While comparing marginal distributions and basic statistics gives us initial clues about synthetic data fidelity, as discussed earlier, these methods often fall short in capturing the intricate relationships within high-dimensional datasets. We need techniques that assess whether the overall structure and joint distributions of the synthetic data truly mimic the real data. Propensity score evaluation offers a powerful approach to precisely measure this overall statistical similarity.
The core idea is surprisingly straightforward: Can we train a machine learning model to reliably distinguish between real and synthetic data points based on their features? If the two datasets are statistically similar, any classifier should struggle to tell them apart. Conversely, if the synthetic data significantly differs from the real data in its patterns and distributions, a classifier should easily learn to separate them.
The Propensity Score Method
- Combine Datasets: Create a new dataset by concatenating the real dataset (Dreal) and the synthetic dataset (Dsynth).
- Add a Source Label: Introduce a binary target variable, let's call it
source
, where source = 0
for records originating from Dreal and source = 1
for records from Dsynth.
- Train a Classifier: Train a standard classification model (e.g., Logistic Regression, Gradient Boosting Machine like LightGBM or XGBoost, Random Forest) on this combined dataset. The features are the original data columns, and the target is the
source
label.
- Evaluate the Classifier: Assess the classifier's ability to distinguish between the real and synthetic data. Common metrics include Area Under the Receiver Operating Characteristic Curve (AUC) or accuracy.
The output probability from the classifier for a given data point x, P(source=1∣x), is the propensity score. It represents the model's estimated probability that the data point x belongs to the synthetic dataset.
Interpreting the Results
The performance of this "distinguisher" model serves as a direct measure of statistical fidelity:
- High Performance (AUC ≈ 1.0): If the classifier achieves high accuracy or an AUC close to 1.0, it means it can easily separate the real and synthetic data points. This indicates poor statistical fidelity. The synthetic data generation process failed to capture the underlying structure of the real data accurately, leaving discernible differences that the model exploits.
- Low Performance (AUC ≈ 0.5): If the classifier performs poorly, with an accuracy near 50% or an AUC close to 0.5 (equivalent to random guessing on a balanced dataset), it implies that the real and synthetic data points are statistically indistinguishable based on their features. This indicates good statistical fidelity. The synthetic data successfully mimics the characteristics and joint distributions of the real data.
A score between 0.5 and 1.0 reflects intermediate fidelity. An AUC of 0.7, for instance, suggests some dissimilarities exist but they might be less pronounced than in a case with an AUC of 0.9. The acceptable threshold often depends on the specific application requirements.
Visualizing Propensity Scores
Beyond the single AUC metric, visualizing the distribution of the predicted propensity scores for both the real and synthetic samples provides further insight. Ideally, the two distributions should heavily overlap. Significant separation between the distributions highlights systematic differences learned by the classifier.
Overlapping histograms of propensity scores for real and synthetic data. Significant overlap, centered around 0.5, suggests good statistical fidelity.
If the distributions were separated, with real data scores clustering near 0 and synthetic data scores clustering near 1, it would visually confirm poor fidelity.
Advantages and Considerations
Advantages:
- Holistic Assessment: Provides a single metric (AUC) summarizing the overall statistical similarity across all features and their interactions.
- Multivariate Sensitivity: Implicitly captures differences in complex multivariate relationships, as the classifier uses all features simultaneously.
- Model Agnostic: Can leverage various classification algorithms.
Considerations:
- Classifier Choice: The choice of classifier matters.

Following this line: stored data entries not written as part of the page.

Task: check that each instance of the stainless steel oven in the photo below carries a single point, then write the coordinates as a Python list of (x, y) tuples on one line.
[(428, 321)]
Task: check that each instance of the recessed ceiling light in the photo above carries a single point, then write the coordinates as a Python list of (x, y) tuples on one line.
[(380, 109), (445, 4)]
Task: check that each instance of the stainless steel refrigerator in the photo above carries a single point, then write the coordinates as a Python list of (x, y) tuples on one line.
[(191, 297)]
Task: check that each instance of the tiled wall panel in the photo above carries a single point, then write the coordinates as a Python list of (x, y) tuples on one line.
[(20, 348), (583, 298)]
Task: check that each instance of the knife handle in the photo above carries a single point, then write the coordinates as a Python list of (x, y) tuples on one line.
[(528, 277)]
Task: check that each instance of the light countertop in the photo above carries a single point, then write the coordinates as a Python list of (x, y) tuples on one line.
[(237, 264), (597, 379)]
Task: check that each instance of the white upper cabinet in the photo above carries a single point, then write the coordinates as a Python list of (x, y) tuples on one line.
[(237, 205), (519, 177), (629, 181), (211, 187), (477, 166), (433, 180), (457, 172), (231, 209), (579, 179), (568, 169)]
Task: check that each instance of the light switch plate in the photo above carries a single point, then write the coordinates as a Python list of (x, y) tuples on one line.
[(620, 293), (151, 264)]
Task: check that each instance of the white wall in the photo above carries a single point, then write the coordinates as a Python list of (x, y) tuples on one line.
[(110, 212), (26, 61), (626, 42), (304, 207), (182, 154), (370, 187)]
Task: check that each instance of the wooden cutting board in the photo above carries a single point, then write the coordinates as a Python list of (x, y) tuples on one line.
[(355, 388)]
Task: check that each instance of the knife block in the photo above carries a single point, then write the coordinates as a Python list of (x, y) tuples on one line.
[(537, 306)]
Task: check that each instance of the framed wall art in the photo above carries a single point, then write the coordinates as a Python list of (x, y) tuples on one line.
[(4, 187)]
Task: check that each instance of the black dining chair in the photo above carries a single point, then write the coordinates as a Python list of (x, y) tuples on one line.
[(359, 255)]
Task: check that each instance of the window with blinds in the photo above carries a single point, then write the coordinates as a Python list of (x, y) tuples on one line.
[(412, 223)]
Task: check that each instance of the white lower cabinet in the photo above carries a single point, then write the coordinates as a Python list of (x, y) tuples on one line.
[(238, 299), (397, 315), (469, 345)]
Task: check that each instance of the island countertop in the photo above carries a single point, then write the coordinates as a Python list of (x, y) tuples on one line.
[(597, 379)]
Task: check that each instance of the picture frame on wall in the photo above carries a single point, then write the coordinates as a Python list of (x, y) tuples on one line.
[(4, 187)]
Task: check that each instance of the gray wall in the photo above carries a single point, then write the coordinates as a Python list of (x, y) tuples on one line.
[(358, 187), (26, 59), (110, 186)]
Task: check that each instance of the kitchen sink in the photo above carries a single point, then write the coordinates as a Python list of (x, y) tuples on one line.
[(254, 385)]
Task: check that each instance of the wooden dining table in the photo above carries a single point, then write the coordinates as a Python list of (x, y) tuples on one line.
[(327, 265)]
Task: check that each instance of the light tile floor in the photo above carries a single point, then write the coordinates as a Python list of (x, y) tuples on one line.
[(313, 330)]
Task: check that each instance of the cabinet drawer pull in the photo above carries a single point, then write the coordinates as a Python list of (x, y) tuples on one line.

A simple model like Logistic Regression might miss subtle non-linear differences, while a highly complex model (e.g., a deep neural network) might slightly overfit or find minor, perhaps unimportant, differences, leading to an overly pessimistic assessment. Using well-regularized, standard models like Gradient Boosting or Random Forest is often a good balance.
- Data Preprocessing: Standard preprocessing steps like feature scaling (e.g., standardization) are generally recommended for optimal classifier performance.
- Interpretation: While AUC ≈ 0.5 is the ideal target, practical results need context. Compare propensity scores across different synthetic datasets generated using different methods or parameters.
- Diagnostic Limitations: A high AUC tells you the datasets are different, but not how or where they differ. It doesn't pinpoint specific features or correlations that are poorly replicated. Therefore, propensity score evaluation complements, rather than replaces, other methods like direct distributional comparisons or correlation analysis.
Propensity score evaluation is a valuable tool in the advanced assessment toolkit. By framing the fidelity question as a classification problem, it offers a practical and interpretable way to quantify how well a synthetic dataset captures the overall statistical essence of its real counterpart. It's particularly useful for comparing different synthetic generation models or hyperparameter settings.